Speaking little French and relying heavily on trusted assistant, Pieter Mulier, Simons decides to base his debut collection on the New Look range that made Christian Dior a household name in 1947. Indeed, Tcheng is quick to spot the similarities between the taciturn founder and his publicity shy successor and uses passages from the autobiography Dior et Moi (read by Omar Berrada) to establish personal and artistic connections between the pair. But Dior isn't Simons's sole inspiration, as he draws on the paintings of Gerhard Richter and Sterling Ruby to devise a patterned thread that would offset the weave of the fabric. Moreover, he is also taken by `Puppy', a 1992 Jeff Koons piece at the Guggenheim in Bilbao that carpets a giant West Highland terrier in bedding plants. However, as he is not a skilled draftsman, he has to create mood boards to convey his ideas and hopes that Mulier can conspire with premières Florence Chehet and Monique Bailly to realise his vision.

This middle-aged pair are much more gregarious than Simons and Tcheng gratefully seizes upon them as an alternative focal point. Indeed, so key are they to the success of the brand that Simons is upbraided when he protests that one has crossed the Atlantic to supervise a personal fitting for a client who spends a six-figure sum with Dior each season. Stylist Hongbo Li might get misty eyed at the sight of Simons's creations, but president and chief executive officer Sidney Toledano and chairman Bernard Arnault (who holds the same post at the luxury goods conglomerate Moët Hennessy • Louis Vuitton, aka LVMH) keep their sights fixed firmly on the bottom line.

What emerges as the time ticks away is that the atelier could quite easily cope without Simon, who can barely speak a word of French and often struggles to get his ideas across. But Dior would be lost without the commitment to the brand and the sheer professionalism and craftsmanship of its cutters, seamstresses and stylists. Thus, while Simons is lining up a swanky mansion for the runway show, his staff work long hours to ensure everything will be ready on time - even the jacket that Simons decides needs to be spray-painted black just before the curtain goes up.

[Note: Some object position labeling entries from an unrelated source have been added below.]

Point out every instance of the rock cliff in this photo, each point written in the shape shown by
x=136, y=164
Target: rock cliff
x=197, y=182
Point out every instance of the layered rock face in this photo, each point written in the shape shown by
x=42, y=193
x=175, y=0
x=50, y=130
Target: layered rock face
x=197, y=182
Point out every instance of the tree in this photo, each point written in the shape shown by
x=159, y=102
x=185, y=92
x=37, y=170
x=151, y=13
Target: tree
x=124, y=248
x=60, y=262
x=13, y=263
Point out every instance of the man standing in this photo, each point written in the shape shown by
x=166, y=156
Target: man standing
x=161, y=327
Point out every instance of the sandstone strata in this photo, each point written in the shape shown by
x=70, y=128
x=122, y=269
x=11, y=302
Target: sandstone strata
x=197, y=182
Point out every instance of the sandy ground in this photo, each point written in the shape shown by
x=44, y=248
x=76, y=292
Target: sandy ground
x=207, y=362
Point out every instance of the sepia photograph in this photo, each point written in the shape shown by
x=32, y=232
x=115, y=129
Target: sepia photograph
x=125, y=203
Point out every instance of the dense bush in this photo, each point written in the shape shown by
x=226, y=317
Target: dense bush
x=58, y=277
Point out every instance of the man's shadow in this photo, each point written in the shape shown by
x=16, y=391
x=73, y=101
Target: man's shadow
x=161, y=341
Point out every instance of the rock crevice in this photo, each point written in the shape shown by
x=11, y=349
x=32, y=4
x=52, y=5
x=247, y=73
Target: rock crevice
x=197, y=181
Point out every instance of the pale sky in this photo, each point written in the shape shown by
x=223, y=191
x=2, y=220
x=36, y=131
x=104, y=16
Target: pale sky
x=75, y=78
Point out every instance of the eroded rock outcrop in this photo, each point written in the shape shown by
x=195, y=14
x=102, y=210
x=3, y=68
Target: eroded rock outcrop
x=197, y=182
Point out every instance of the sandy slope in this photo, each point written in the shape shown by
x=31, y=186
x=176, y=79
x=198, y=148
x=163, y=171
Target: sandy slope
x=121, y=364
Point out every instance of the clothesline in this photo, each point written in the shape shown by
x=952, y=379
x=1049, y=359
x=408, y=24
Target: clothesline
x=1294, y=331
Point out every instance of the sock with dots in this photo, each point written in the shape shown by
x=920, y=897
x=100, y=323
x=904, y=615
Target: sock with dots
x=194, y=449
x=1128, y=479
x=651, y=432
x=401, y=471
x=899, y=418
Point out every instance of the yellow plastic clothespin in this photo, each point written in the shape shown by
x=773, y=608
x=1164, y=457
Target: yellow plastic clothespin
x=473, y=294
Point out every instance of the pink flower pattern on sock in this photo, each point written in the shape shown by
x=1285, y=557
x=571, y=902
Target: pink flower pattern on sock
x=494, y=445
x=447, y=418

Fortunately, the collection gets the critical nod, but Tcheng's film is markedly more problematic. He makes a decent job of combining observational material with interview clips and movie buffs will enjoy seeing the likes of Sharon Stone, Marion Cotillard and Jennifer Lawrence making guest appearances alongside fashion priestess, Anna Wintour. However, cineastes will be more appreciative of the way in which editor Julio Perez nimbly cross-cuts between Gilles Piquard's refined imagery and archive clips of Dior launching the New Look in a Paris that needed a definitive statement to restore its authority after the Occupation. But Tcheng decides not to mention that Dior dressed the wives of Nazi officers and Vichy collaborators while working for Lucien Lelong. He similarly overlooks the fact that Dior's creations helped foster the enduring culture of elitism within haute couture because they required vast amounts of expensive fabric at a time when it was still rationed.

Despite wallowing in the pomposity of his milieu, Tcheng also struggles to generate any sense of tension during the run-in to the launch. But he is more successful in finding matching personality traits between Dior and Simons, whose confidence in his work contrasts so starkly with his aversion to the limelight. However, it should be noted that he handles his big day with considerable savoir faire and is more than eager to bask in the acclaim. Those watching after the event, however, will know how much he owes to Mulier, Chehet and Bailly, who not only get the credit they deserve, but they also steal the film.